ECLI:NL:RBNNE:2024:2467
Rechtbank Noord-Nederland
- Op tegenspraak
- Rechtspraak.nl
Wraking van rechter wegens vermeende vooringenomenheid in huurprijsverhogingszaak
Op 24 juni 2024 heeft de meervoudige wrakingskamer van de Rechtbank Noord-Nederland, locatie Leeuwarden, uitspraak gedaan op het wrakingsverzoek van een verzoeker in een civiele procedure tegen Stichting Lefier. Het verzoeker heeft de wraking ingediend tegen mr. T.R. Hidma, kantonrechter in de zaak met nummer 11140825/VV EXPL 24-48. De verzoeker stelde dat hij geen vertrouwen meer had in de onpartijdigheid van de rechter, omdat hij meende dat de aanstaande huurprijsverhoging verband hield met voorgenomen renovatiewerkzaamheden aan zijn huurwoning. De kantonrechter had echter geen antwoord gegeven op de vragen van de verzoeker over deze kwestie, wat volgens de verzoeker zijn wantrouwen versterkte.
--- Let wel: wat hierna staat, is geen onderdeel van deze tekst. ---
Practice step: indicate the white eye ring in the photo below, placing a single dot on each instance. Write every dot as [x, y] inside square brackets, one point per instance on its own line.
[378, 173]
De wrakingskamer heeft het verzoek tot wraking afgewezen, omdat de verzoeker geen concrete feiten of omstandigheden heeft aangevoerd die zouden wijzen op vooringenomenheid van de rechter. De wet vereist dat een verzoeker bij een wrakingsverzoek concrete aanwijzingen voor partijdigheid moet geven, en de wrakingskamer oordeelde dat het verzoek niet voldeed aan deze eisen. De rechter wordt verondersteld onpartijdig te zijn, en er waren geen bijzondere omstandigheden die deze veronderstelling konden weerleggen. De wrakingskamer verklaarde de verzoeker niet-ontvankelijk in zijn verzoek en bepaalde dat de procedure tegen Stichting Lefier moest worden voortgezet in de stand waarin deze zich bevond op het moment van de schorsing door het wrakingsverzoek.
De beslissing is openbaar uitgesproken en er staat geen rechtsmiddel open tegen deze uitspraak. De griffier, mr. E.A. Gaastra, en de voorzitter, mr. M. Brinksma, hebben de beslissing ondertekend.